Dossier : IMM-436-06

Référence : 2006 CF 1306

Ottawa (Ontario), le 30 octobre 2006

EN PRÉSENCE DE MONSIEUR LE JUGE KELEN

 

 

ENTRE :

JOSE JULIAN RODRIGUEZ QUIROGA

MIRIAM DEL ROSARIO PORTILLO FAJARDO

demandeurs

 

et

 

LE MINISTRE DE

LA CITOYENNETÉ ET DE L’IMMIGRATION

défendeur

 

MOTIFS DU JUGEMENT ET JUGEMENT

 

[1]               Il s’agit d’une demande de contrôle judiciaire d’une décision relative à l’examen des risques avant renvoi (ERAR) datée du 24 novembre 2005; dans cette dernière, le ministre a conclu que les demandeurs, s’ils étaient renvoyés au Guatemala, le pays dont ils avaient la citoyenneté, ne s’exposeraient pas à un risque de torture ou de persécution et qu’ils ne courraient pas non plus un risque pour leur vie ou un risque de traitements ou peines cruels et inusités. Dans la décision relative à l’ERAR, on a examiné si les demandeurs s’exposeraient à un risque de persécution s’ils étaient renvoyés au Guatemala à cause du nom de famille et de la ville natale qu’ils ont en commun avec un ancien président impopulaire de ce pays.

Le contexte

[2]               Les demandeurs vivent en union de fait depuis janvier 2000. La demanderesse principale, Miriam del Rosario Portillo Fajardo, est née et a vécu dans la ville guatémaltèque de Zacapa. L’ancien président du pays, Alfonso Portillo Cabrera, porte le même nom de famille qu’elle, c’est-à-dire Portillo. L’ancien président est né et à vécu à Zacapa lui aussi. Bien qu’elle n’ait pas de lien avec l’ancien président, Mme Portillo Fajardo soutient qu’elle et les membres de sa famille ont été persécutés au Guatemala à cause d’un présumé lien familial avec l’ancien président. Cette présomption serait alimentée par le fait que, dans cette ville, l’engagement politique du père de Mme Portillo Fajardo, Freddy Portillo, est notoire.

[3]               En juin 2000, Portillo, qui présidait à l’époque le pays, a été mêlé à une controverse entourant l’exécution de quatre anciens membres de bandes et de la guérilla. Le président Portillo a refusé d’exercer son pouvoir discrétionnaire de commuer les peines de mort imposées à ces individus. Au dire des demandeurs, la décision controversée du président a déclenché une période d’actes d’intimidation, de persécutions politiques et d’enlèvements dans tout le Guatemala et, en particulier, contre les membres de sa famille.

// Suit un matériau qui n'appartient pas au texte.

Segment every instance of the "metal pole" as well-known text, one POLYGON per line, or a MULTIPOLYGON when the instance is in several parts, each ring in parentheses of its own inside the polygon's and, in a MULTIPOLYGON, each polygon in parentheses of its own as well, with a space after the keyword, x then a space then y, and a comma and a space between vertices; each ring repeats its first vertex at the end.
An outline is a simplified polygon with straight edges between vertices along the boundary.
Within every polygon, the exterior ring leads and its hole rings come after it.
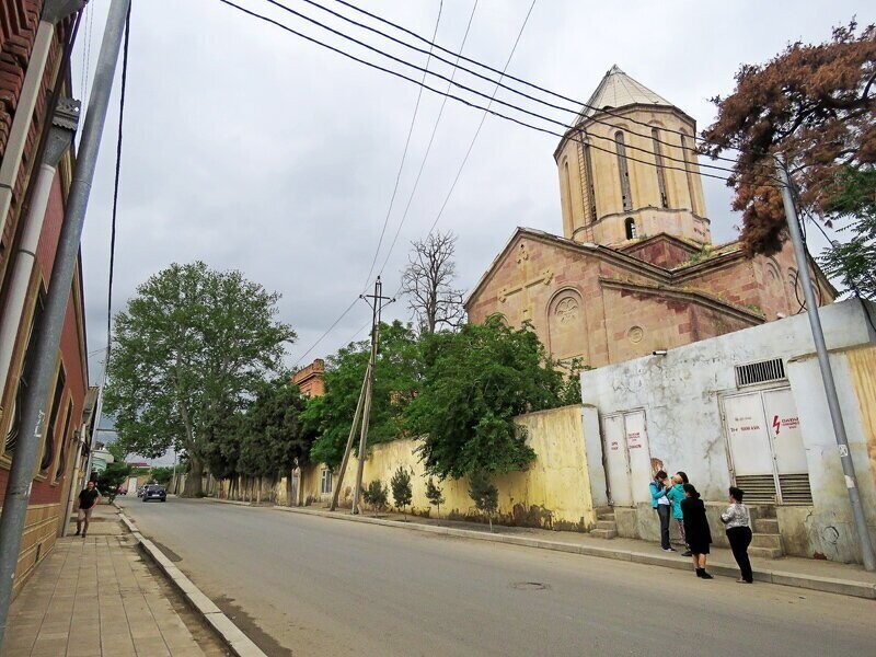
POLYGON ((356 469, 356 488, 353 492, 353 514, 359 512, 359 496, 362 487, 362 472, 365 471, 366 446, 368 443, 368 418, 371 415, 371 396, 374 389, 374 367, 377 366, 377 345, 380 341, 380 310, 382 308, 381 291, 383 284, 380 276, 374 281, 374 306, 371 312, 371 357, 368 361, 368 377, 366 377, 365 407, 362 410, 362 429, 359 436, 359 464, 356 469))
POLYGON ((82 128, 79 158, 70 183, 67 211, 58 238, 55 263, 48 286, 46 307, 36 338, 33 387, 22 404, 20 440, 9 473, 3 514, 0 516, 0 648, 5 636, 9 606, 27 514, 31 484, 43 437, 45 406, 58 358, 67 302, 73 280, 82 227, 85 220, 103 126, 110 104, 116 61, 130 0, 113 0, 106 19, 101 54, 94 73, 88 114, 82 128))
POLYGON ((362 379, 362 389, 359 391, 359 401, 356 402, 356 413, 353 414, 353 426, 349 428, 349 436, 347 437, 347 446, 344 448, 344 459, 341 461, 341 470, 337 473, 337 483, 335 483, 335 492, 332 495, 332 506, 328 507, 330 511, 337 508, 337 496, 341 494, 341 486, 344 483, 344 473, 347 471, 347 462, 349 461, 349 452, 353 449, 353 437, 356 435, 356 427, 359 426, 359 417, 362 413, 362 402, 365 401, 365 389, 368 388, 368 378, 371 376, 371 364, 365 370, 365 378, 362 379))
POLYGON ((788 178, 784 163, 779 158, 775 159, 775 169, 779 174, 779 180, 782 182, 782 201, 785 205, 787 229, 791 234, 791 242, 794 244, 794 255, 797 257, 797 269, 799 272, 800 283, 803 284, 803 293, 806 297, 806 314, 809 315, 809 326, 812 330, 812 341, 815 342, 815 350, 818 355, 818 366, 821 368, 821 380, 825 384, 825 394, 828 399, 830 419, 833 423, 833 435, 837 438, 840 463, 842 463, 842 471, 845 475, 845 487, 849 491, 849 500, 852 503, 852 514, 854 515, 855 528, 857 529, 857 539, 861 543, 861 555, 864 561, 864 568, 874 570, 876 569, 876 558, 874 558, 873 555, 873 544, 867 530, 867 519, 864 516, 864 507, 861 504, 861 493, 857 489, 855 465, 852 461, 852 453, 849 450, 849 438, 845 435, 845 424, 842 419, 840 399, 837 395, 837 385, 833 382, 833 371, 830 367, 828 348, 825 344, 825 333, 821 330, 821 320, 818 316, 818 302, 815 299, 812 281, 809 277, 809 261, 806 256, 806 249, 803 245, 797 209, 794 207, 794 199, 791 195, 791 180, 788 178))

[4]               Les demandeurs décrivent plusieurs exemples de cette persécution et de l’effet que cette dernière a eu sur eux ainsi que sur les membres de leur famille : depuis la vandalisation de leur domicile et la lacération de pneus d’automobile à la réception d’appels téléphoniques menaçants, en passant par le fait d’être pourchassés et attaqués par des agents de sécurité armés du gouvernement pendant qu’ils rentraient à la maison en automobile après avoir été au cinéma. Une fois arrivés au Canada, les demandeurs ont appris que le beau-frère de Mme Portillo Fajardo avait été assassiné dans la même maison de Guatemala City que celle où avait vécu Mme Portillo Fajardo après son départ de Zacapa. Selon des sources d’information guatémaltèques, l’assassinat impliquait l’époux de la nièce du président Portillo.

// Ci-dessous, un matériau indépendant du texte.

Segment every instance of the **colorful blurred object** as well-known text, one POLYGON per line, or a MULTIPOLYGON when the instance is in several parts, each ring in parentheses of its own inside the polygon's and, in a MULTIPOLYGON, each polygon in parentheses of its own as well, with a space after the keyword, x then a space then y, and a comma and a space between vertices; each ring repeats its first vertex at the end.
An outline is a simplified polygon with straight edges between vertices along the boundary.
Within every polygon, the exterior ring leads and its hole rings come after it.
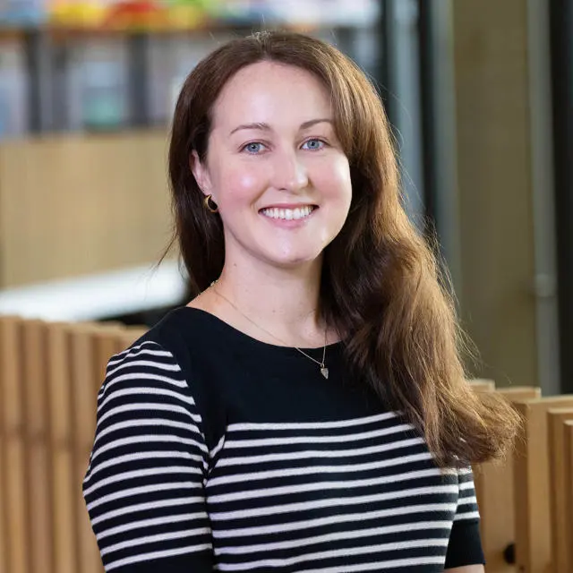
POLYGON ((0 0, 6 28, 194 30, 210 25, 309 24, 367 14, 376 0, 0 0))

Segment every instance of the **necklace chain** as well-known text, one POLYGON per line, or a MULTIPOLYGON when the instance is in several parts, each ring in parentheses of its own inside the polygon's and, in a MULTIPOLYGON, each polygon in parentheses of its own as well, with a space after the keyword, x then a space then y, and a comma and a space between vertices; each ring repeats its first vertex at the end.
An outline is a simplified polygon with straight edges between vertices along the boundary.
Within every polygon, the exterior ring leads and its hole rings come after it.
MULTIPOLYGON (((281 342, 285 346, 288 346, 288 345, 284 340, 279 338, 277 335, 273 334, 272 332, 269 332, 269 330, 267 330, 267 329, 264 329, 260 324, 257 324, 254 321, 250 319, 244 312, 239 310, 228 298, 227 298, 227 296, 225 296, 225 295, 222 295, 221 293, 219 293, 218 290, 215 288, 216 282, 217 281, 215 280, 211 283, 211 288, 213 289, 213 291, 218 296, 220 296, 223 300, 228 303, 241 316, 243 316, 244 319, 249 321, 249 322, 251 322, 251 324, 252 324, 253 326, 257 327, 257 329, 260 329, 261 330, 267 333, 269 336, 272 337, 276 340, 278 340, 278 342, 281 342)), ((298 352, 300 352, 303 355, 306 356, 309 360, 312 360, 313 363, 316 363, 321 367, 321 373, 322 374, 322 376, 324 376, 324 378, 329 377, 329 369, 326 367, 324 363, 324 360, 326 358, 326 343, 327 343, 327 329, 325 328, 324 329, 324 346, 322 348, 322 362, 319 362, 315 358, 312 358, 312 356, 307 355, 304 350, 301 350, 298 346, 294 346, 295 350, 298 350, 298 352)))

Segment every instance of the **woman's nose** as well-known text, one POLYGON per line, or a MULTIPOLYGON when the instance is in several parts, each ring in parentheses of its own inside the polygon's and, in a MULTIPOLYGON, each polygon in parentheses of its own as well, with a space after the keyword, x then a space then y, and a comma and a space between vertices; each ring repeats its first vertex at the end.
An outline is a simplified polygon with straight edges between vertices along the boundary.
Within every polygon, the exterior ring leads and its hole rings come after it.
POLYGON ((275 158, 274 186, 296 192, 308 185, 306 166, 295 151, 280 153, 275 158))

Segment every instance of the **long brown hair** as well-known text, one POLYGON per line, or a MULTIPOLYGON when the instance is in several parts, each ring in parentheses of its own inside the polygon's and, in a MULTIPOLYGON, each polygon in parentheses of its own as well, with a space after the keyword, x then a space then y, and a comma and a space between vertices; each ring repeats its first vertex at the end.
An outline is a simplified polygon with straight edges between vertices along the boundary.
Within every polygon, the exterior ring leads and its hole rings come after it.
POLYGON ((204 209, 190 169, 205 160, 211 112, 241 68, 263 60, 317 77, 332 98, 335 129, 348 158, 353 198, 348 218, 326 248, 321 312, 345 333, 357 376, 424 435, 441 466, 498 457, 512 439, 517 415, 500 398, 477 397, 466 381, 461 332, 432 249, 403 208, 390 131, 375 89, 346 56, 305 35, 260 32, 231 40, 190 73, 179 96, 169 149, 175 229, 192 295, 220 274, 222 222, 204 209))

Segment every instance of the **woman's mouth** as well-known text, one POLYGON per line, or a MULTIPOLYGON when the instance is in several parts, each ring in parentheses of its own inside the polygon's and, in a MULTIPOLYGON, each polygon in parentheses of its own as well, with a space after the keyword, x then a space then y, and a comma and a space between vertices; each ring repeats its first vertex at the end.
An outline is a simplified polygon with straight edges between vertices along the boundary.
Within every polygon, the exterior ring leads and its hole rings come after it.
POLYGON ((315 205, 305 205, 304 207, 296 207, 295 209, 269 207, 269 209, 261 209, 260 212, 269 218, 292 221, 310 217, 315 209, 318 209, 315 205))

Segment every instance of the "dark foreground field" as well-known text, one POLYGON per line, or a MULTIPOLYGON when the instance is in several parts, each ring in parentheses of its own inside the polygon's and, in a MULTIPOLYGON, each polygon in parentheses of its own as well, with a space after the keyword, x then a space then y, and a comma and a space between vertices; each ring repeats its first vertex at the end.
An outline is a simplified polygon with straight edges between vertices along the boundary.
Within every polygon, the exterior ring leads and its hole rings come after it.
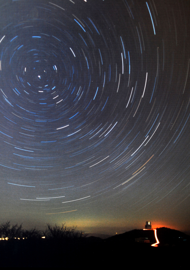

[5]               Les demandeurs ont fait état de la question de la confusion du nom de famille devant la Section de la protection des réfugiés (SPR) de la Commission de l’immigration et du statut de réfugié. La SPR a relevé plusieurs points qui discréditaient le témoignage des demandeurs ainsi que la fiabilité de certains documents. Elle a conclu que la demande des demandeurs n’était ni vraisemblable ni digne de foi.

[6]               Le juge Phelan a rejeté la demande de contrôle judiciaire des demandeurs au sujet de la décision de la SPR : Quiroa c. Canada (Ministre de la Citoyenneté et de l’Immigration), 2005 CF 271; 30 Admin. L.R. (4th) 316. Au paragraphe 7 de la décision, le juge Phelan a conclu que la SPR avait été sensible à la question de la confusion de nom, ainsi qu’à l’engagement politique du père.

[7]               Dans la décision relative à l’ERAR qui fait l’objet du présent contrôle, l’agente chargée de l’ERAR a conclu qu’il n’y avait pas assez de nouveaux éléments de preuve dignes de foi pour la convaincre d’arriver à une conclusion différente de celle qu’avait tirée le tribunal initial de la SPR.

La question en litige

[8]               L’agente chargé de l’ERAR a-t-elle commis une erreur en faisant abstraction des nouveaux éléments de preuve présentés par les demandeurs pour expliquer les contradictions ou les points préoccupants que contenait la preuve soumise à la SPR?

Analyse

[9]               Les demandeurs ont fait valoir que l’agente chargée de l’ERAR a omis de considérer comme de nouveaux éléments de preuve les explications qu’ils avaient fournis en réponse aux préoccupations soulevées par la SPR dans sa décision défavorable. Ils ont ajouté que les références que l’agente a faites dans sa décision à certains des faits, mais pas tous, qui sont mentionnés dans la déclaration solennelle des demandeurs dénotent qu’elle a omis de tenir compte de la totalité des nouveaux éléments de preuve.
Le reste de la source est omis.